From: Vladislav Shpilevoy <v.shpilevoy@tarantool.org>
To: tarantool-patches@dev.tarantool.org, tsafin@tarantool.org
Subject: [Tarantool-patches] [PATCH 2/2] cmake: split UB sanitations into separate flags.
Date: Sun, 14 Jun 2020 18:24:31 +0200 [thread overview]
Message-ID: <c84614d839fe354963bbf11c2e6c83a5093f8e17.1592151487.git.v.shpilevoy@tarantool.org> (raw)
In-Reply-To: <cover.1592151487.git.v.shpilevoy@tarantool.org>
Clang undefined behaviour sanitizer was turned on using
-fsanitize=undefined flag, which is supposed to turn on all the
sanitizations, except a few ones. Not needed sanitations were
turned off explicitly, using -fno-sanitize=<type> flags. However
appeared it does not work with some flags. For example,
nullability sanitations can't be turned off when
-fsanitize=undefined is used.
Nullability sanitations lead to lots of false-positive fails
such as typeof(*obj) where obj is NULL, or memcpy() with NULL
destination but 0 size.
The patch splits -fsanitize=undefined into separate flags and
never turns on nullability checks.
Part of #4609
---
cmake/compiler.cmake | 44 ++++++++++++++++++++++++++++++++++++++++----
1 file changed, 40 insertions(+), 4 deletions(-)
diff --git a/cmake/compiler.cmake b/cmake/compiler.cmake
index 6c0fa635c..6de8219a0 100644
--- a/cmake/compiler.cmake
+++ b/cmake/compiler.cmake
@@ -269,19 +269,55 @@ macro(enable_tnt_compile_flags)
if (NOT CMAKE_COMPILER_IS_CLANG)
message(FATAL_ERROR "Undefined behaviour sanitizer only available for clang")
else()
- set(SANITIZE_FLAGS "-fsanitize=undefined -fno-sanitize-recover=undefined")
+ string(JOIN "," SANITIZE_FLAGS
+ "alignment"
+ "bool"
+ "bounds"
+ "builtin"
+ "enum"
+ "float-cast-overflow"
+ "float-divide-by-zero"
+ "function"
+ "integer-divide-by-zero"
+ "return"
+ "shift"
+ "unreachable"
+ "vla-bound"
+ )
+
+ # Exclude "object-size".
+ # Gives compilation warnings when -O0 is used, which is always,
+ # because some tests build with -O0.
+
+ # Exclude "pointer-overflow".
# Stailq data structure subtracts a positive value from NULL.
- set(SANITIZE_FLAGS ${SANITIZE_FLAGS} -fno-sanitize=pointer-overflow)
+
+ # Exclude "vptr".
# Intrusive data structures may abuse '&obj->member' on pointer
# 'obj' which is not really a pointer at an object of its type.

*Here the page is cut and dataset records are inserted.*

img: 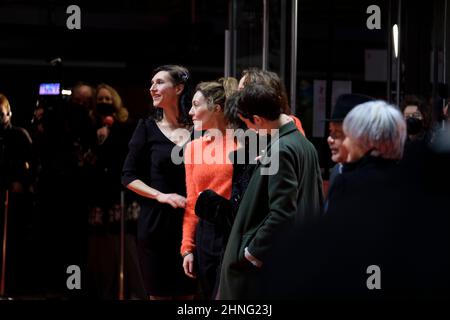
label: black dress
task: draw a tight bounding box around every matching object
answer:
[122,119,195,296]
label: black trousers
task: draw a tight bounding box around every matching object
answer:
[195,218,226,300]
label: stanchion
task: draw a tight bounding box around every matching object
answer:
[0,190,12,300]
[119,190,125,300]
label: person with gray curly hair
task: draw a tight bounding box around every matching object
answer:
[344,100,406,162]
[318,100,408,298]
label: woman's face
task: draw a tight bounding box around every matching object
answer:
[189,91,217,130]
[342,136,368,162]
[96,88,113,104]
[150,71,182,109]
[327,122,347,163]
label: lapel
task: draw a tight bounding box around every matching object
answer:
[255,121,297,170]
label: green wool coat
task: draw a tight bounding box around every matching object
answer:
[219,122,323,299]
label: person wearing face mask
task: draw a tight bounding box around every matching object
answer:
[83,83,145,300]
[324,94,373,212]
[400,95,432,188]
[0,93,32,294]
[400,95,431,141]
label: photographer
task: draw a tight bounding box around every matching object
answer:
[0,94,31,293]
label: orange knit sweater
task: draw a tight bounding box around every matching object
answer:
[181,132,236,254]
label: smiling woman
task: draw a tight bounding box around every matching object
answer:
[181,78,237,299]
[122,65,195,300]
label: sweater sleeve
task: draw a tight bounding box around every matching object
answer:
[180,142,198,255]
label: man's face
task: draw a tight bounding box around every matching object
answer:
[0,104,11,129]
[327,122,347,163]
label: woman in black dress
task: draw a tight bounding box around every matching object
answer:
[122,65,196,300]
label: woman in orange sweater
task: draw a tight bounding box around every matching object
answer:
[181,78,237,299]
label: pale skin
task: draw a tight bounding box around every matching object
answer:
[327,122,347,163]
[127,71,193,300]
[183,91,227,278]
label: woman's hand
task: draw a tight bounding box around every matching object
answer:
[156,193,186,209]
[183,252,195,278]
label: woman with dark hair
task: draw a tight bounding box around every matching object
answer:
[122,65,195,300]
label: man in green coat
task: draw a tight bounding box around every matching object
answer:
[219,84,323,299]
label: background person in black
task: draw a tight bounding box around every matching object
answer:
[0,94,35,294]
[85,84,145,300]
[32,84,96,297]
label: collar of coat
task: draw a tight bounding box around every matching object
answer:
[257,121,298,167]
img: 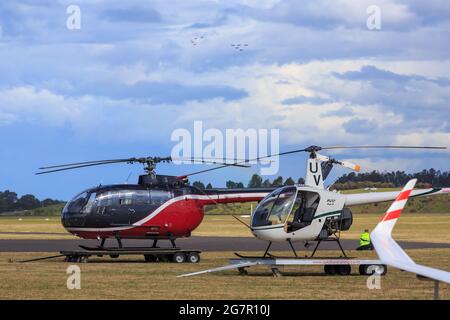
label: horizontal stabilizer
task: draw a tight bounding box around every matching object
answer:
[370,179,450,283]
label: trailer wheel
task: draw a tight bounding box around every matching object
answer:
[359,264,387,276]
[336,264,352,276]
[187,252,200,263]
[359,264,368,276]
[144,254,156,262]
[158,254,170,262]
[238,267,248,276]
[324,264,337,276]
[172,252,186,263]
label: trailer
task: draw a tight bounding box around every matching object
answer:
[178,254,387,277]
[60,246,201,263]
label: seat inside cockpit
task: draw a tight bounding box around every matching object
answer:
[286,191,320,232]
[252,186,320,232]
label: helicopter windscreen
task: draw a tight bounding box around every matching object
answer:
[252,187,297,227]
[63,191,95,214]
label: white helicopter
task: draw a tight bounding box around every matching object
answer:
[229,146,450,257]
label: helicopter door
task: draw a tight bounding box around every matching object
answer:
[114,190,136,225]
[286,191,320,232]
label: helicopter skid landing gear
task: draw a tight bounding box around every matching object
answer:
[263,241,272,258]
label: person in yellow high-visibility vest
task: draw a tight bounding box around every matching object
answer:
[356,229,373,250]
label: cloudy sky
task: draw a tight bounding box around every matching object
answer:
[0,0,450,199]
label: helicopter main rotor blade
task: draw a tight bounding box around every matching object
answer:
[172,158,250,168]
[39,159,131,170]
[321,146,447,150]
[179,146,447,177]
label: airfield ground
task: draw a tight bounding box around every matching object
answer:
[0,249,450,299]
[0,213,450,299]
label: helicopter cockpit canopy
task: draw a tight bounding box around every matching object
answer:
[251,186,320,232]
[63,186,173,215]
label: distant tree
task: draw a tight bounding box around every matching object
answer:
[272,176,283,187]
[192,181,205,190]
[284,177,295,186]
[17,194,41,210]
[41,198,61,207]
[226,180,237,189]
[248,174,262,188]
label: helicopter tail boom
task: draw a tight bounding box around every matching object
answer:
[345,188,450,206]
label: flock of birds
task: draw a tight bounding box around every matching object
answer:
[191,35,248,52]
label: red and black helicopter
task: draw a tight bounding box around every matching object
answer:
[36,157,274,248]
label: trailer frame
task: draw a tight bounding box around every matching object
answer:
[178,256,387,277]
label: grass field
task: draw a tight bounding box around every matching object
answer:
[0,249,450,300]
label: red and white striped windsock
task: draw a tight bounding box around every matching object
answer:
[380,179,417,234]
[370,179,450,283]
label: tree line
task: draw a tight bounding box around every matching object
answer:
[333,168,450,189]
[0,190,63,213]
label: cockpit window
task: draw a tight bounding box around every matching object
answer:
[252,187,297,227]
[81,192,96,213]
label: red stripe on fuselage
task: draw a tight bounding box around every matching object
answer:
[381,208,403,221]
[65,195,263,239]
[395,189,412,201]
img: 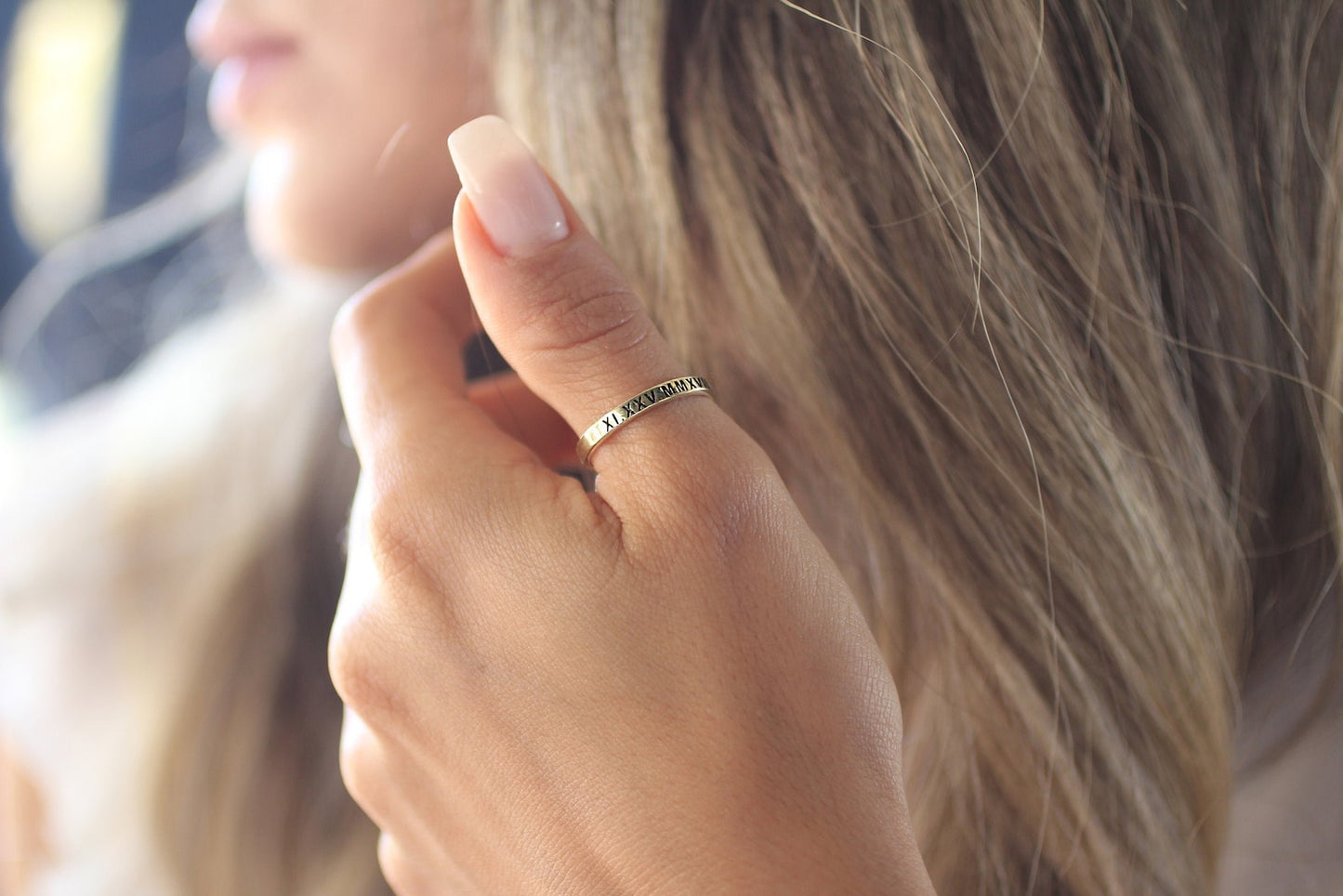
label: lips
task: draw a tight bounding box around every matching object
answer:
[187,0,298,132]
[187,0,298,69]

# For example, rlist uses '&item->member' expression in macro cycles
# to check end of cycle, but on the last iteration 'item' points at
# the list metadata head, not at an object of type stored in this
# list.
- set(SANITIZE_FLAGS ${SANITIZE_FLAGS} -fno-sanitize=vptr)
+
+ # Exclude "implicit-signed-integer-truncation",
+ # "implicit-integer-sign-change", "signed-integer-overflow".

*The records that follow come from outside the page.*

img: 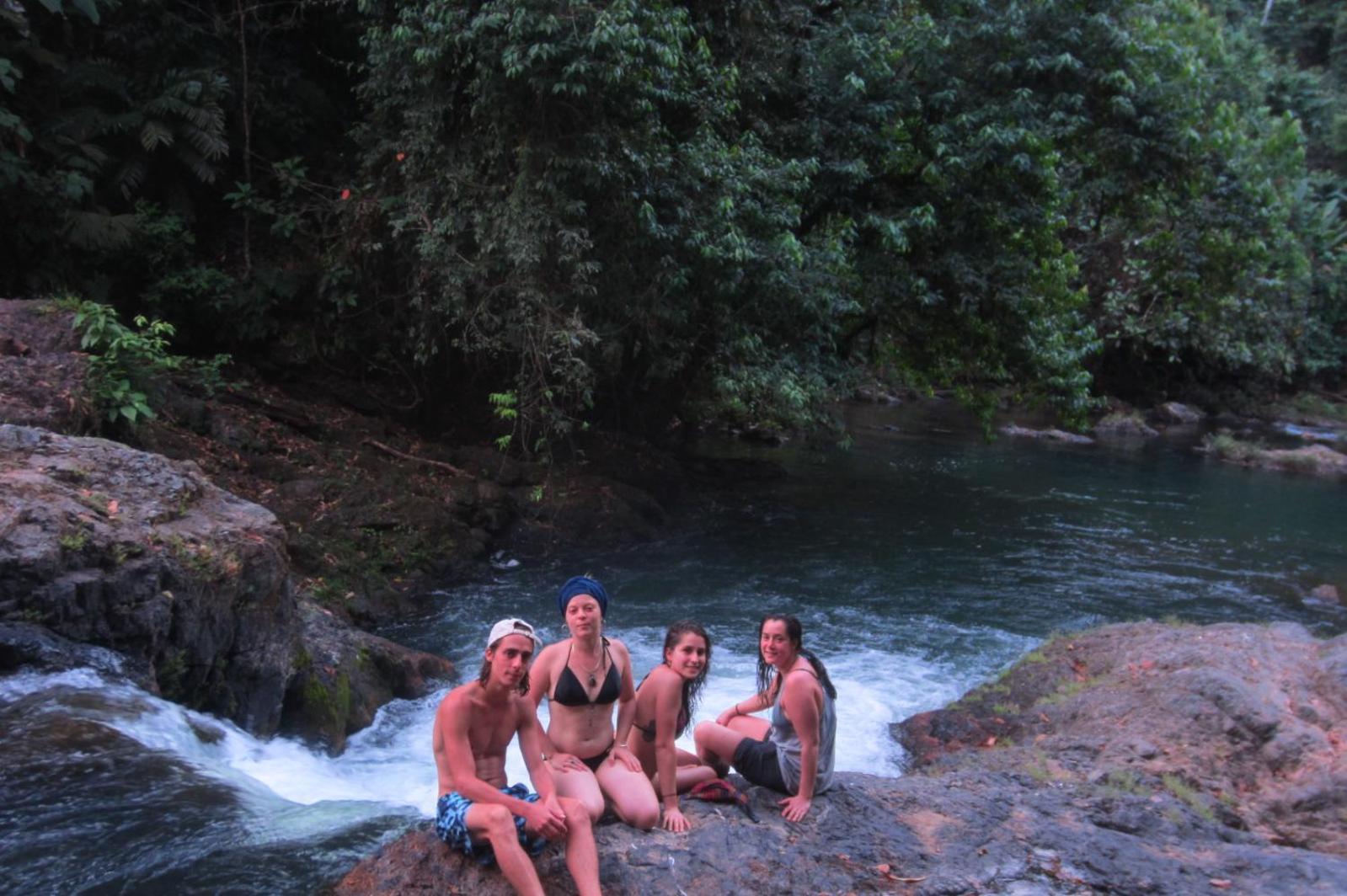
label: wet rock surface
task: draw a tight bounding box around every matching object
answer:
[337,624,1347,894]
[1001,423,1093,445]
[0,424,448,744]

# Integer overflow and truncation are disabled due to extensive
# usage of this UB in SQL code to 'implement' some kind of int65_t.
- set(SANITIZE_FLAGS ${SANITIZE_FLAGS} -fno-sanitize=implicit-signed-integer-truncation -fno-sanitize=implicit-integer-sign-change -fno-sanitize=signed-integer-overflow)
+
+ # Exclude "null", "nonnull-attribute", "nullability-arg",
+ # "returns-nonnull-attribute", "nullability-assign",
+ # "nullability-return".
+ # NULL checking is disabled, because this is not a UB and raises
+ # lots of false-positive fails such as typeof(*obj) with
+ # obj == NULL, or memcpy() with NULL argument and 0 size. All
+ # nullability sanitations are disabled, because from the tests it
+ # seems they implicitly turn each other on, when one is used. For
+ # example, having "returns-nonnull-attribute" may lead to fail in
+ # the typeof(*obj) when obj is NULL, even though there is nothing
+ # related to return.
+
+ set(SANITIZE_FLAGS "-fsanitize=${SANITIZE_FLAGS} -fno-sanitize-recover=${SANITIZE_FLAGS}")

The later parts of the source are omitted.